Publicado em 27 de agosto de 2022 às, 08h00.

Por Daniela Grelin*

À medida em que o radicalizado debate em torno das eleições de 2022 vai ganhando contornos mais definidos, evidenciam-se as intenções e inclinações próprias do voto das mulheres.  Uma pesquisa de intenção de voto publicada pelo BTG Pactual [1] aponta para a dinâmica própria da escolha feminina, sugerindo que o caminho crítico para a vitória em outubro passa necessariamente pela capacidade de criar conexões com os valores, as perspectivas e a voz distinta das brasileiras.

Mas será que é possível pensar em uma voz característica quando elas divergem tanto entre si nas opiniões, circunstâncias e inclinações práticas? Acredito que tanto quanto é possível pensar sobre estilos característicos de cognição, demandas sociais prioritárias e interesses próprios delas. Reconhecê-las em suas peculiaridades é uma forma de responder a uma ordem social construída a partir do silenciamento desta voz e, ao fazê-lo, ampliar a dimensão ética e eficácia prática do programa de país que elas também construirão.

Levar em consideração a voz das brasileiras, por mais heterogênea que possa ser, muda a forma como a história é contada e como é construída, integrando  acordes complexos e ampliando o campo harmônico.

Comecemos por um ranking de interesses prementes das mulheres. Refiro-me a necessidades sociais frequentemente priorizadas por elas, embora longe de as afetarem exclusivamente. Uma pesquisa recente e ainda inédita do Instituto Avon[2] demonstra que os temas atenção ao câncer de mama e outros tipos da doença (principal causa de morte entre mulheres de 30 a 59 anos no Brasil[3]) e enfrentamento das violências contra mulheres e meninas são citados como causas prioritárias para estas que representam 53% das pessoas aptas a votar[4].

Agora, compare este dado à falta de proeminência destes mesmos temas no debate político. Fica claro o descompasso entre as preocupações vividas na esfera íntima da vida das mulheres e sua ausência nas arenas públicas de construção de soluções.

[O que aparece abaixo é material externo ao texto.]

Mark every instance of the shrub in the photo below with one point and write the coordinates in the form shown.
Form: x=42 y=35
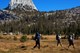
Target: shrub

Esta dissonância é apenas um sintoma, bastante indicativo do desinteresse real  pela contribuição da mulher para o exercício da política, para a busca de soluções para suas demandas legítimas e para a ampliação do próprio horizonte moral do debate público, por meio da integração de dimensões de cuidado e responsabilidades das quais são as mais credenciadas porta-vozes. Quando falo em desinteresse real, refiro-me não à disposição de falar para ou pelas mulheres, mas à disposição em ouvi-las.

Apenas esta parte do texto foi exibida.